The use of environmental stress, such as microtubule-depolymerizing agents or DNA damage, was instrumental for understanding cell cycle arrest and checkpoints. Previously, we showed that severe oxygen deprivation (anoxia) induces a state of suspended animation in which cell cycle progression is reversibly arrested at interphase, late prophase, and metaphase in blastomeres.
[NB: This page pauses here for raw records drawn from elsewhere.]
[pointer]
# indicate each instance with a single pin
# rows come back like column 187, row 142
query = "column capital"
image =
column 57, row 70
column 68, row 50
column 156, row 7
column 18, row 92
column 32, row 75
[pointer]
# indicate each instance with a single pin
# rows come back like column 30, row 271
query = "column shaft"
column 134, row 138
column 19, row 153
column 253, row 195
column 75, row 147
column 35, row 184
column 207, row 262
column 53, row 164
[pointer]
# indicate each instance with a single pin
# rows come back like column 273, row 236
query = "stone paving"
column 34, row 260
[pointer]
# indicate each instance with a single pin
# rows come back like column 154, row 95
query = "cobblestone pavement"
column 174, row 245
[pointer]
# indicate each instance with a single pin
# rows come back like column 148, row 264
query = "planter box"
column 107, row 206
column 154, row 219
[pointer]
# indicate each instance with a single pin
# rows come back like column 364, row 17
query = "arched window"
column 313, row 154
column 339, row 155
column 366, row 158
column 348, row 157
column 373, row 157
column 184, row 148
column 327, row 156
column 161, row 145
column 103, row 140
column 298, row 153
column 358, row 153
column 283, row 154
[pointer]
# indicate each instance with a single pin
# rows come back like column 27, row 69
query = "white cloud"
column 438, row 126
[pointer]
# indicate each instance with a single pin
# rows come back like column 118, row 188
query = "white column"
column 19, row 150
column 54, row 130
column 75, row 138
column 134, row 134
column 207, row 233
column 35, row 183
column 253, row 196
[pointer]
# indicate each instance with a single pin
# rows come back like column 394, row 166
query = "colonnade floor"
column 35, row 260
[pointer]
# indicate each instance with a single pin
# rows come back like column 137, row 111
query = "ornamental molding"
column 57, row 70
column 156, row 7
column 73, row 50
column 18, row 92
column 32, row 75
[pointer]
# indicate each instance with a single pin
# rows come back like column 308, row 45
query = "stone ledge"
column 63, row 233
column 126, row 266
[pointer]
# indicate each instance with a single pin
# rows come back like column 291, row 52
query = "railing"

The spindle checkpoint genes are required for metaphase arrest; the mechanisms regulating anoxia-induced prophase arrest are not known. Live cell imaging of
tbg-1::GFP;
pie-1::GFP::H2B animals, to monitor cell cycle progression, shows that an immediate response to anoxia is chromosome association with the inner nuclear membrane (chromosome docking) in prophase blastomeres. In these blastomeres nuclear envelope breakdown and the transition from prophase to prometaphase is arrested. The phenomenon of chromosome docking is also observed in the oocytes of hermaphrodites exposed to anoxia, aged hermaphrodites and
fog-2 mutants, but not other stresses such as starvation and heat shock, suggesting that chromosome docking is a characteristic of quiescent cells. To determine if chromosome docking is a response to reduced ATP we exposed animals to sodium azide and find that chromosome docking is induced in blastomeres and oocytes; however, unlike anoxic animals this affects their viability which suggests anoxia-induced cell cycle arrest is not a function of mitochondrial dysfunction. To identify genetic mechanisms required for prophase arrest we used RNAi to screen a subset of nuclear membrane associated and kinetochore genes. This screen identified
npp-16, a non-essential component of the nuclear pore complex, as being required for anoxia-induced prophase arrest. The
npp-16(
ok1839) embryos exposed to anoxia have a reduction in the number of prophase blastomeres, an increase in abnormal nuclei, and a decrease in embryonic viability relative to control. Live cell imaging indicates that blastomeres of
npp-16(
ok1839);
tbg-1::GFP;
pie-1::GFP::H2B embryos exposed to anoxia do not arrest at prophase resulting in abnormal nuclei. Experiments are underway to test the hypothesis that anoxia induces a prophase checkpoint involving
npp-16 and understand the role a nucleoporin may have in arrested cells. Since oxygen deprivation plays a central role in resistance of solid tumor cells to radiation and chemotherapy treatments, these studies could elucidate how oxygen deprivation influences cell division and reveal mechanisms involved with a less understood cell cycle arrest position during mitosis-prophase arrest.